Inspired by Biscuit Batches
Gluten and Dairy Free, Vegan
2 Tbsp Olive Oil
Spaghetti Squash, cut in half and seeds removed
1 bunch kale, washed, de-stemmed and chopped
1 onion, chopped
3 cloves garlic, minced
¼ tsp dried thyme
2 stems fresh rosemary, leaves removed and chopped
¾ cup pureed pumpkin
1 cup plain non-dairy milk (I used coconut milk)
¼ cup nutritional yeast (optional; you can purchase this at health food stores)
¼ tsp pepper
½ tsp salt
1/4 cup chopped walnuts
1. Preheat oven to 375F; place squash, cut side down on a small baking sheet or casserole dish. Season with a bit of salt and pepper. Pour in about ¼ cup water and roast for an hour. Let cool then scoop out the inside and place in a medium bowl.
2. Heat 1 Tbsp oil in a pot; add half the onion and sauté until translucent, about 5 minutes; add kale, half the rosemary and half the salt and pepper, sauté until leaves become soft and pliable, about 7 minutes (or cook to desired doneness). Remove from pot and set aside in a separate dish.

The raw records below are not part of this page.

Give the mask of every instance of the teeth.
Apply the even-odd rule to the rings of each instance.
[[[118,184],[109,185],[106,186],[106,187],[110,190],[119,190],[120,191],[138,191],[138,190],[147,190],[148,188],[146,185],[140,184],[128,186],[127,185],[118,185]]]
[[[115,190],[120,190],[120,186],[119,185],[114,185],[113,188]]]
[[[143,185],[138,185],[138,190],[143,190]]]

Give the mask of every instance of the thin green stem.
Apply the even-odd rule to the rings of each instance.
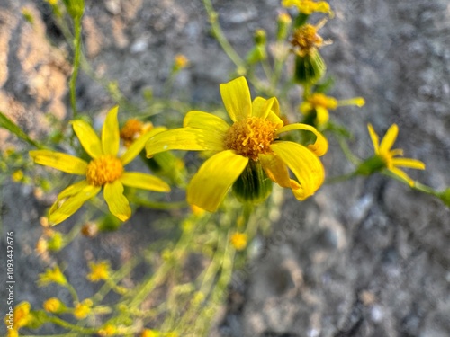
[[[72,107],[73,118],[77,117],[76,111],[76,77],[78,76],[78,69],[80,67],[80,56],[81,56],[81,16],[77,16],[74,19],[74,62],[73,62],[73,71],[69,81],[69,90],[70,90],[70,105]]]

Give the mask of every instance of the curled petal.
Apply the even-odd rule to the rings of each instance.
[[[95,131],[85,120],[76,120],[72,121],[75,134],[78,137],[81,146],[91,156],[91,158],[98,158],[104,154],[102,143]]]
[[[145,148],[148,157],[168,150],[221,151],[223,137],[218,132],[201,129],[175,129],[152,137]]]
[[[380,139],[378,138],[378,135],[370,123],[367,124],[367,129],[369,130],[370,138],[372,139],[372,144],[374,144],[375,154],[378,155],[380,153]]]
[[[384,154],[389,152],[389,150],[392,147],[395,139],[397,139],[398,134],[399,127],[397,124],[392,124],[386,132],[386,135],[384,135],[382,144],[380,144],[380,153]]]
[[[410,167],[416,170],[425,170],[425,163],[410,158],[392,158],[392,163],[394,166]]]
[[[200,167],[187,188],[187,202],[214,212],[238,177],[248,158],[232,150],[220,152]]]
[[[123,195],[123,185],[115,181],[104,185],[104,197],[110,212],[122,221],[127,221],[131,217],[131,208],[128,199]]]
[[[49,150],[30,151],[36,164],[56,168],[71,174],[86,174],[87,163],[76,156]]]
[[[266,174],[274,182],[282,187],[291,187],[291,179],[286,164],[274,154],[259,155],[258,159],[261,162]]]
[[[186,113],[183,121],[184,128],[202,129],[203,130],[227,133],[230,125],[221,118],[212,113],[193,111]]]
[[[69,188],[70,186],[68,189]],[[77,193],[73,194],[67,199],[57,200],[50,208],[49,222],[51,225],[58,225],[66,220],[68,217],[76,212],[86,200],[97,195],[101,189],[101,186],[87,184],[85,188],[79,190]]]
[[[119,181],[125,186],[136,187],[138,189],[156,191],[158,192],[170,191],[169,185],[159,178],[140,172],[126,172],[122,175]]]
[[[245,77],[220,84],[220,94],[231,120],[242,120],[251,116],[250,89]]]
[[[102,148],[104,155],[116,156],[119,152],[121,137],[119,122],[117,120],[118,111],[119,106],[113,107],[110,110],[104,120],[104,128],[102,129]]]
[[[270,148],[284,162],[299,182],[291,180],[291,188],[301,200],[314,194],[325,178],[322,163],[305,146],[293,142],[277,142]]]
[[[316,136],[314,144],[310,144],[308,148],[314,152],[317,155],[321,156],[328,150],[328,142],[323,135],[319,132],[316,128],[303,123],[288,124],[276,131],[277,134],[292,131],[292,130],[307,130],[312,132]]]
[[[166,131],[166,129],[167,129],[164,127],[153,128],[150,131],[146,132],[142,136],[140,136],[130,146],[130,147],[128,147],[127,151],[122,155],[122,164],[123,165],[126,165],[134,158],[136,158],[140,151],[142,151],[149,138],[160,132]]]
[[[266,100],[262,97],[256,97],[252,103],[252,116],[266,120],[269,112],[280,115],[280,104],[275,97]]]

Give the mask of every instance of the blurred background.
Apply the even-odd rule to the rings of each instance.
[[[249,50],[258,28],[273,40],[282,12],[278,0],[212,4],[240,55]],[[366,102],[362,109],[331,111],[354,134],[352,151],[362,158],[373,154],[368,122],[379,135],[397,123],[394,147],[427,164],[426,171],[411,170],[410,175],[437,190],[448,187],[448,1],[329,4],[335,17],[320,30],[333,41],[321,49],[328,74],[336,80],[329,94],[363,96]],[[22,14],[23,9],[32,24]],[[116,81],[130,102],[145,103],[150,89],[161,95],[176,54],[185,55],[190,65],[174,82],[174,95],[194,104],[220,106],[219,84],[228,82],[235,67],[212,37],[200,0],[86,0],[83,29],[86,59],[101,80],[80,72],[80,111],[95,117],[116,103],[117,97],[103,85],[108,81]],[[0,111],[36,139],[51,133],[51,120],[71,118],[69,55],[48,3],[0,0]],[[121,111],[132,112],[122,105]],[[4,154],[12,146],[24,148],[0,129],[0,150]],[[333,138],[330,146],[323,158],[328,176],[351,172]],[[39,306],[55,296],[51,288],[35,284],[48,262],[34,252],[42,233],[40,217],[55,194],[39,195],[32,186],[11,179],[2,180],[0,193],[0,261],[4,265],[5,233],[14,231],[16,302]],[[74,286],[82,284],[80,291],[89,296],[94,290],[86,287],[86,259],[108,258],[119,265],[157,239],[152,223],[167,217],[138,211],[120,231],[79,237],[57,259],[69,266]],[[68,231],[71,221],[63,225]],[[259,250],[233,282],[211,335],[449,336],[449,240],[450,211],[442,202],[380,174],[324,185],[302,203],[286,193],[280,220],[268,237],[260,239]],[[6,295],[2,287],[2,302]]]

3. Heat remaining 1 Tbsp oil in pot; add the remaining onion and sauté about 5 minutes, reduce heat and add garlic, remaining rosemary and thyme; sauté about 1 minutes, add pumpkin puree, milk, nutritional yeast and remaining salt and pepper. Simmer until thickened, about 5 minutes. Pour over spaghetti squash and toss to coat; top with walnuts. Serve with sautéed kale.